Sulla strada riuscivo ancora a vedere Joyce. Non c’era traffico e lei era a solo un isolato di distanza da me. Le sue luci posteriori dondolarorio e l’auto cominciò a rallentare.

«Bene, bene, bene» fece Lula.

Joyce proseguì per un altro isolato a velocità ridotta.

«Vorrebbe tanto continuare a guidare con quella gomma sgonfia» disse Lula «ma è preoccupata per la sua bella fuoristrada nuova fiammante.»

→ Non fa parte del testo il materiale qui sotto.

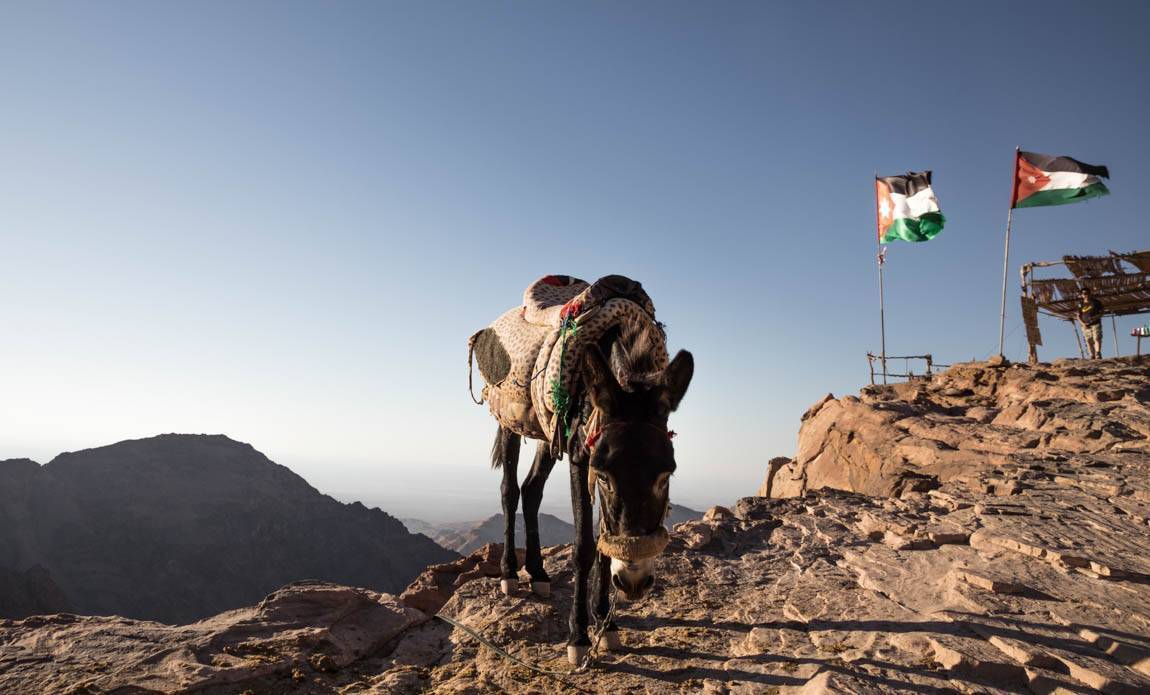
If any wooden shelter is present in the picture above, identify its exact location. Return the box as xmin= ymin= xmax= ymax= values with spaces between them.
xmin=1019 ymin=251 xmax=1150 ymax=362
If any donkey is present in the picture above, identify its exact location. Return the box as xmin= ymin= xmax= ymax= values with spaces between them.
xmin=476 ymin=286 xmax=695 ymax=665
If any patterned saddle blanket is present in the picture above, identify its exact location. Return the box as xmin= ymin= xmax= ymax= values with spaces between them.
xmin=467 ymin=275 xmax=668 ymax=456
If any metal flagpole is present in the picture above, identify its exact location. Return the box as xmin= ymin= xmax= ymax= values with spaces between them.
xmin=874 ymin=171 xmax=887 ymax=383
xmin=998 ymin=146 xmax=1022 ymax=357
xmin=879 ymin=244 xmax=887 ymax=383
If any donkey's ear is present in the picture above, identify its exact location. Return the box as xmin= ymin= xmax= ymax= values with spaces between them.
xmin=583 ymin=345 xmax=622 ymax=413
xmin=662 ymin=350 xmax=695 ymax=411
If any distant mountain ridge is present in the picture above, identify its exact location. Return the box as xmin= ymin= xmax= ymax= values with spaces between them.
xmin=0 ymin=434 xmax=458 ymax=623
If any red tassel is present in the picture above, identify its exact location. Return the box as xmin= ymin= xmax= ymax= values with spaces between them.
xmin=587 ymin=429 xmax=603 ymax=451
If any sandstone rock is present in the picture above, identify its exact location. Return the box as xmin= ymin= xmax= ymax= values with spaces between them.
xmin=0 ymin=359 xmax=1150 ymax=695
xmin=759 ymin=357 xmax=1150 ymax=497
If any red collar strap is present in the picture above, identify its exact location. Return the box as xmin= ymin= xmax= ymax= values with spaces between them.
xmin=585 ymin=422 xmax=679 ymax=451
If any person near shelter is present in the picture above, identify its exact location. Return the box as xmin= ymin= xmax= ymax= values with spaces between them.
xmin=1078 ymin=288 xmax=1102 ymax=359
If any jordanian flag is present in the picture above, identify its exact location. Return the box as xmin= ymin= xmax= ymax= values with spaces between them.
xmin=1010 ymin=152 xmax=1110 ymax=207
xmin=874 ymin=171 xmax=945 ymax=244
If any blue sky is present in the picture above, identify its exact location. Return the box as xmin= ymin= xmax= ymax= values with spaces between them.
xmin=0 ymin=1 xmax=1150 ymax=519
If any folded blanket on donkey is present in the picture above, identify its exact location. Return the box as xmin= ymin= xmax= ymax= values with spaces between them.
xmin=467 ymin=275 xmax=668 ymax=456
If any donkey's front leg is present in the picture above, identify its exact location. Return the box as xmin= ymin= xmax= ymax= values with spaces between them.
xmin=492 ymin=427 xmax=520 ymax=596
xmin=567 ymin=456 xmax=595 ymax=665
xmin=523 ymin=442 xmax=555 ymax=597
xmin=595 ymin=552 xmax=622 ymax=650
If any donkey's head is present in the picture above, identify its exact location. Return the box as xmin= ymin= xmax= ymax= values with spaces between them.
xmin=583 ymin=343 xmax=695 ymax=601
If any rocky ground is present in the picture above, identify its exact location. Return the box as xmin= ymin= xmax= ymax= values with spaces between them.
xmin=0 ymin=359 xmax=1150 ymax=694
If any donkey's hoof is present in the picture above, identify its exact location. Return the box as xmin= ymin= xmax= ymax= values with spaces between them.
xmin=603 ymin=629 xmax=623 ymax=651
xmin=567 ymin=644 xmax=591 ymax=666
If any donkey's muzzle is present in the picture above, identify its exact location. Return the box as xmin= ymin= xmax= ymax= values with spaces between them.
xmin=598 ymin=526 xmax=670 ymax=601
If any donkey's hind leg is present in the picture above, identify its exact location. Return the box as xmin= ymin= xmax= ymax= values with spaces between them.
xmin=491 ymin=427 xmax=520 ymax=596
xmin=523 ymin=442 xmax=555 ymax=597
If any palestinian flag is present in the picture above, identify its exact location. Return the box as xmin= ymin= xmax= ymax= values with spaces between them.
xmin=1010 ymin=152 xmax=1110 ymax=207
xmin=874 ymin=171 xmax=945 ymax=244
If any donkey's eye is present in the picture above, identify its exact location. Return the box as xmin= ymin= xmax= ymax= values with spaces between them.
xmin=595 ymin=471 xmax=613 ymax=490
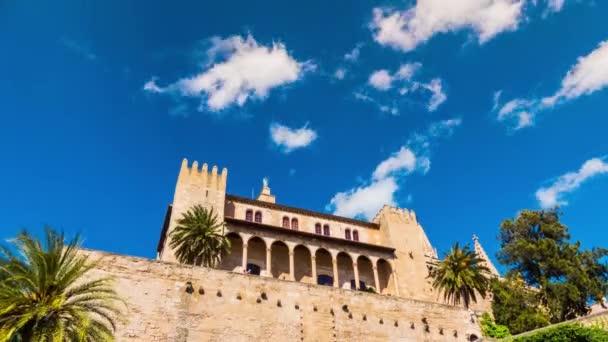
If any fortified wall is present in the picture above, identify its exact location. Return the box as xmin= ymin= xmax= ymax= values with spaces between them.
xmin=83 ymin=250 xmax=481 ymax=342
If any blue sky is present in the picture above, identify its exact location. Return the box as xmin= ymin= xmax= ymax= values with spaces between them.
xmin=0 ymin=0 xmax=608 ymax=270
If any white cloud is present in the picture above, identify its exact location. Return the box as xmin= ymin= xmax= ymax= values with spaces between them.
xmin=536 ymin=158 xmax=608 ymax=208
xmin=494 ymin=41 xmax=608 ymax=129
xmin=421 ymin=78 xmax=448 ymax=112
xmin=334 ymin=68 xmax=346 ymax=80
xmin=547 ymin=0 xmax=565 ymax=12
xmin=542 ymin=40 xmax=608 ymax=106
xmin=328 ymin=177 xmax=399 ymax=219
xmin=144 ymin=35 xmax=314 ymax=111
xmin=270 ymin=123 xmax=317 ymax=153
xmin=370 ymin=0 xmax=525 ymax=51
xmin=373 ymin=146 xmax=416 ymax=179
xmin=327 ymin=118 xmax=462 ymax=220
xmin=344 ymin=43 xmax=363 ymax=63
xmin=368 ymin=69 xmax=393 ymax=91
xmin=395 ymin=63 xmax=422 ymax=81
xmin=358 ymin=63 xmax=447 ymax=114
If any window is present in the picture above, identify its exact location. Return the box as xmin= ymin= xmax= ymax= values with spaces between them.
xmin=350 ymin=279 xmax=367 ymax=291
xmin=317 ymin=274 xmax=334 ymax=286
xmin=255 ymin=211 xmax=262 ymax=223
xmin=245 ymin=264 xmax=261 ymax=275
xmin=315 ymin=223 xmax=321 ymax=235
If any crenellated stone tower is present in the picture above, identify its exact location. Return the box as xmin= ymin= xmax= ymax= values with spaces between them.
xmin=158 ymin=159 xmax=228 ymax=262
xmin=373 ymin=205 xmax=437 ymax=300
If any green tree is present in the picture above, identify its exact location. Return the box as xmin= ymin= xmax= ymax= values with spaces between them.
xmin=491 ymin=276 xmax=551 ymax=334
xmin=498 ymin=209 xmax=608 ymax=323
xmin=0 ymin=228 xmax=122 ymax=342
xmin=430 ymin=243 xmax=490 ymax=308
xmin=479 ymin=312 xmax=511 ymax=338
xmin=170 ymin=205 xmax=230 ymax=267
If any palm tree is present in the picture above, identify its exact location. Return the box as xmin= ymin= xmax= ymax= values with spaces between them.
xmin=0 ymin=227 xmax=122 ymax=342
xmin=430 ymin=243 xmax=490 ymax=309
xmin=170 ymin=205 xmax=230 ymax=267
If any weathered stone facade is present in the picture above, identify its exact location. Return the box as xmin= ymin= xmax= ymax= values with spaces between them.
xmin=88 ymin=160 xmax=498 ymax=341
xmin=86 ymin=251 xmax=481 ymax=342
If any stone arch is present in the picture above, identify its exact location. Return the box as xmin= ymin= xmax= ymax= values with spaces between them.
xmin=293 ymin=245 xmax=314 ymax=284
xmin=270 ymin=241 xmax=289 ymax=280
xmin=357 ymin=255 xmax=378 ymax=292
xmin=246 ymin=236 xmax=267 ymax=275
xmin=217 ymin=232 xmax=243 ymax=272
xmin=377 ymin=259 xmax=395 ymax=294
xmin=336 ymin=252 xmax=356 ymax=290
xmin=315 ymin=248 xmax=334 ymax=286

Le luci dei freni lampeggiarono di nuovo e Joyce accostò al marciapiede. Eravamo dietro di lei di un isolato, con le luci spente, apparentemente parcheggiate. Joyce era scesa e aveva girato dietro all’auto quando un furgoncino sfrecciò di fianco a me e frenò bruscamente vicino a lei. Due uomini saltarono fuori a pistole spianate. Uno puntò l’arma su Joyce e l’altro afferrò Morgan nell’attimo stesso in cui mise piede fuori dall’auto.

«Che diavolo succede?» disse Lula. «Che cosa succede, cazzo?»

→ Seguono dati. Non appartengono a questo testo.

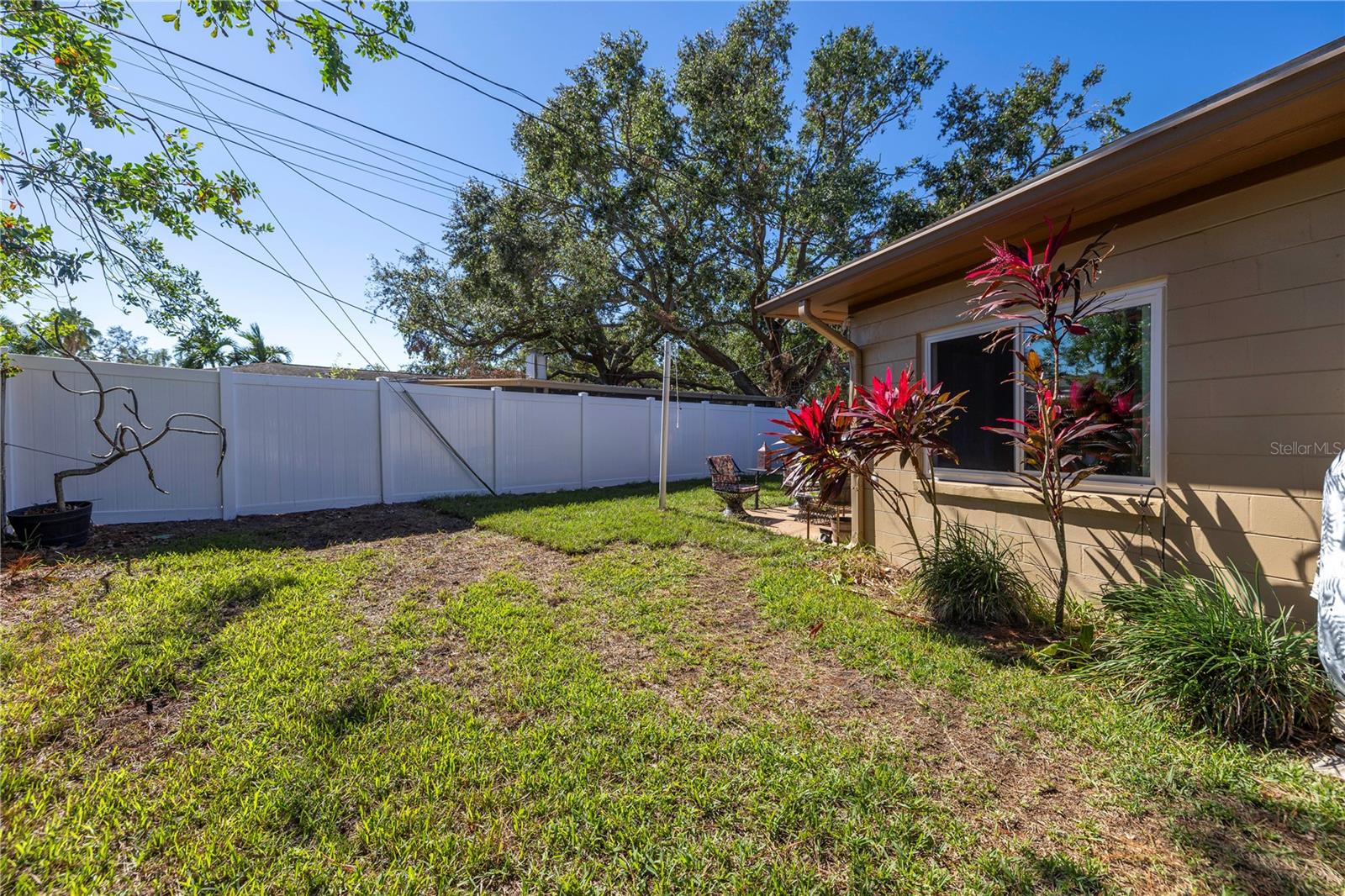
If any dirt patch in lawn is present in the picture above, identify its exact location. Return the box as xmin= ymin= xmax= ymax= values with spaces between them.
xmin=575 ymin=547 xmax=1190 ymax=893
xmin=335 ymin=511 xmax=572 ymax=625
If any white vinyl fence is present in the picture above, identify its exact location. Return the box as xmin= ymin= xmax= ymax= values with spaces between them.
xmin=0 ymin=356 xmax=783 ymax=524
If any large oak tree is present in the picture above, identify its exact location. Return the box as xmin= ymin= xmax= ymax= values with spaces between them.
xmin=372 ymin=3 xmax=1125 ymax=398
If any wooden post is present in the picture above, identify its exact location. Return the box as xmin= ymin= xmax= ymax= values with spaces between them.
xmin=659 ymin=339 xmax=672 ymax=510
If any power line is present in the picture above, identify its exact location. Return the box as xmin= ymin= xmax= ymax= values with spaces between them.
xmin=66 ymin=11 xmax=583 ymax=210
xmin=99 ymin=16 xmax=790 ymax=296
xmin=99 ymin=48 xmax=379 ymax=363
xmin=123 ymin=9 xmax=388 ymax=367
xmin=111 ymin=51 xmax=473 ymax=187
xmin=305 ymin=0 xmax=785 ymax=234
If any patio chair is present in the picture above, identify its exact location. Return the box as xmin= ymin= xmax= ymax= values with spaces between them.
xmin=704 ymin=455 xmax=762 ymax=517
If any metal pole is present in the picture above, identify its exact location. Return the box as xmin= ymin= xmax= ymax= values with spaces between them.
xmin=659 ymin=339 xmax=672 ymax=510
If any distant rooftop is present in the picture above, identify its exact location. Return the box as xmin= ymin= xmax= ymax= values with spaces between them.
xmin=233 ymin=362 xmax=419 ymax=382
xmin=417 ymin=377 xmax=787 ymax=405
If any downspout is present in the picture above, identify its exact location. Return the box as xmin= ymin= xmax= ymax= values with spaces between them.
xmin=799 ymin=298 xmax=873 ymax=547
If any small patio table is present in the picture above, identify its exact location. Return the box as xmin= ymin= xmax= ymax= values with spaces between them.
xmin=742 ymin=466 xmax=776 ymax=510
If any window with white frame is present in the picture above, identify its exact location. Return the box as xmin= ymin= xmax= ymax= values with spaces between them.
xmin=924 ymin=284 xmax=1162 ymax=490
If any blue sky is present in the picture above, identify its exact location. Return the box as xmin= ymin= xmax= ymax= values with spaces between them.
xmin=21 ymin=3 xmax=1345 ymax=367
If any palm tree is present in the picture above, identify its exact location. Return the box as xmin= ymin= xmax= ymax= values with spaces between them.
xmin=233 ymin=323 xmax=294 ymax=365
xmin=0 ymin=308 xmax=103 ymax=356
xmin=173 ymin=324 xmax=238 ymax=370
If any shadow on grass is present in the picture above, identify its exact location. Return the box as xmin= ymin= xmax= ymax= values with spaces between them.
xmin=5 ymin=503 xmax=471 ymax=562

Erano Habib e Mitchell. Credevano di aver catturato Ranger.

Morgan venne caricato sul furgoncino che partì a tutta velocità.

Lula e io rimanemmo sedute in silenzio, sotto shock, senza sapere che cosa fare.

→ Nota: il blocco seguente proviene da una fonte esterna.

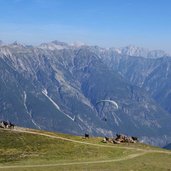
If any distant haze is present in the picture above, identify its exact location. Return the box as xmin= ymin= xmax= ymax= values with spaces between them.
xmin=0 ymin=0 xmax=171 ymax=53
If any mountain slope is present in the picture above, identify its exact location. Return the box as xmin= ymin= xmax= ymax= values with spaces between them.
xmin=0 ymin=128 xmax=171 ymax=171
xmin=0 ymin=41 xmax=171 ymax=145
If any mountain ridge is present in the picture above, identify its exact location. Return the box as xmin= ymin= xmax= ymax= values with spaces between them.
xmin=0 ymin=41 xmax=171 ymax=145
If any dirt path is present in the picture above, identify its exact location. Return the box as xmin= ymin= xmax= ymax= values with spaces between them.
xmin=0 ymin=152 xmax=147 ymax=169
xmin=0 ymin=128 xmax=171 ymax=169
xmin=10 ymin=128 xmax=171 ymax=154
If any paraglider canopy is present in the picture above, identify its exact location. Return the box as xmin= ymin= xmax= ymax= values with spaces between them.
xmin=96 ymin=100 xmax=119 ymax=109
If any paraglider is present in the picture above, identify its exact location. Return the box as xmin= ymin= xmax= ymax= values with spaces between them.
xmin=96 ymin=100 xmax=119 ymax=109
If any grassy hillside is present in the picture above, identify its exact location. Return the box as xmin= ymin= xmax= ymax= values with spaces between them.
xmin=0 ymin=129 xmax=171 ymax=171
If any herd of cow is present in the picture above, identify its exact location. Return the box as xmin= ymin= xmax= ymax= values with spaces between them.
xmin=84 ymin=133 xmax=138 ymax=144
xmin=0 ymin=121 xmax=15 ymax=129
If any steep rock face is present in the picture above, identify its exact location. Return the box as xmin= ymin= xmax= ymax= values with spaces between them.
xmin=101 ymin=54 xmax=171 ymax=113
xmin=0 ymin=42 xmax=171 ymax=144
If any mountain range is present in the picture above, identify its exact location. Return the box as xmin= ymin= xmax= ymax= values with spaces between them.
xmin=0 ymin=41 xmax=171 ymax=146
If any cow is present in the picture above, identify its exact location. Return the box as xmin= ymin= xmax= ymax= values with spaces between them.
xmin=0 ymin=121 xmax=8 ymax=128
xmin=84 ymin=133 xmax=89 ymax=138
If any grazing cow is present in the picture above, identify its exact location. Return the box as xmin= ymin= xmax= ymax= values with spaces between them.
xmin=8 ymin=122 xmax=15 ymax=129
xmin=131 ymin=137 xmax=138 ymax=141
xmin=0 ymin=121 xmax=8 ymax=128
xmin=84 ymin=133 xmax=89 ymax=138
xmin=105 ymin=137 xmax=109 ymax=141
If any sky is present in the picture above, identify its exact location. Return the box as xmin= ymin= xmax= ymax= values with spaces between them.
xmin=0 ymin=0 xmax=171 ymax=53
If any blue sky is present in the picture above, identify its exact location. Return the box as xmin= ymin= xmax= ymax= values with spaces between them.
xmin=0 ymin=0 xmax=171 ymax=52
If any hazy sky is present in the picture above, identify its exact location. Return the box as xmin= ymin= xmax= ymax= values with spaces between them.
xmin=0 ymin=0 xmax=171 ymax=52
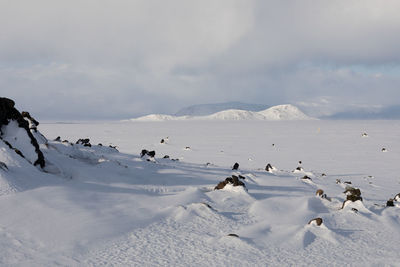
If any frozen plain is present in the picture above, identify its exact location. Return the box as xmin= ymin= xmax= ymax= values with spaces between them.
xmin=0 ymin=120 xmax=400 ymax=266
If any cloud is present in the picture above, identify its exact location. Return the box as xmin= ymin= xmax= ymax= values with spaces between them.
xmin=0 ymin=0 xmax=400 ymax=119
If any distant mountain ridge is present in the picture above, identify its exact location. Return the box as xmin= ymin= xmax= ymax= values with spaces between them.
xmin=130 ymin=104 xmax=314 ymax=121
xmin=174 ymin=102 xmax=270 ymax=116
xmin=322 ymin=105 xmax=400 ymax=120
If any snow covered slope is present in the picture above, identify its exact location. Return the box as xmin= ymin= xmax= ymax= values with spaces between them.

Joyce strillava e agitava le braccia. Alla fine diede un calcio alla gomma sgonfia, risalì sulla fuoristrada e, penso, fece una telefonata.

«Era andato tutto bene» disse Lula alla fine.

Io feci retromarcia lungo l’isolato, a luci spente, poi svoltai l’angolo e me ne andai. «Dove pensi che ci abbiano beccate?»

«Deve essere stato a casa mia» disse Lula. «Probabilmente non hanno voluto muoversi finché eravamo in due. E poi sono stati davvero molto fortunati quando la gomma di Joyce si è sgonfiata.»

«Non penseranno più di essere tanto fortunati quando scopriranno che quello che hanno preso è Morgan.»


Dougie e il Luna stavano giocando a Monopoli quando tornai a casa loro. «Pensavo che tu lavorassi allo Shop Bag» dissi al Luna. «Ma perché non sei mai lì?»

«Non ho avuto fortuna, mi hanno licenziato, piccola. Ti dico una cosa: questo è un grande Paese. In quale altro posto succede che un tonto come me sia pagato per non lavorare?»

Andai in cucina e telefonai a Joe. «Sono a casa di Dougie» gli dissi. «Ho avuto un’altra notte pazzesca.»

«Be’, non è ancora finita. Tua madre ha telefonato qui quattro volte nel giro di un’ora. Sarà meglio che tu la richiami.»

«Che cos’è successo?»

«Tua nonna è uscita per un appuntamento e non è ancora tornata, e tua madre sta perdendo la testa.»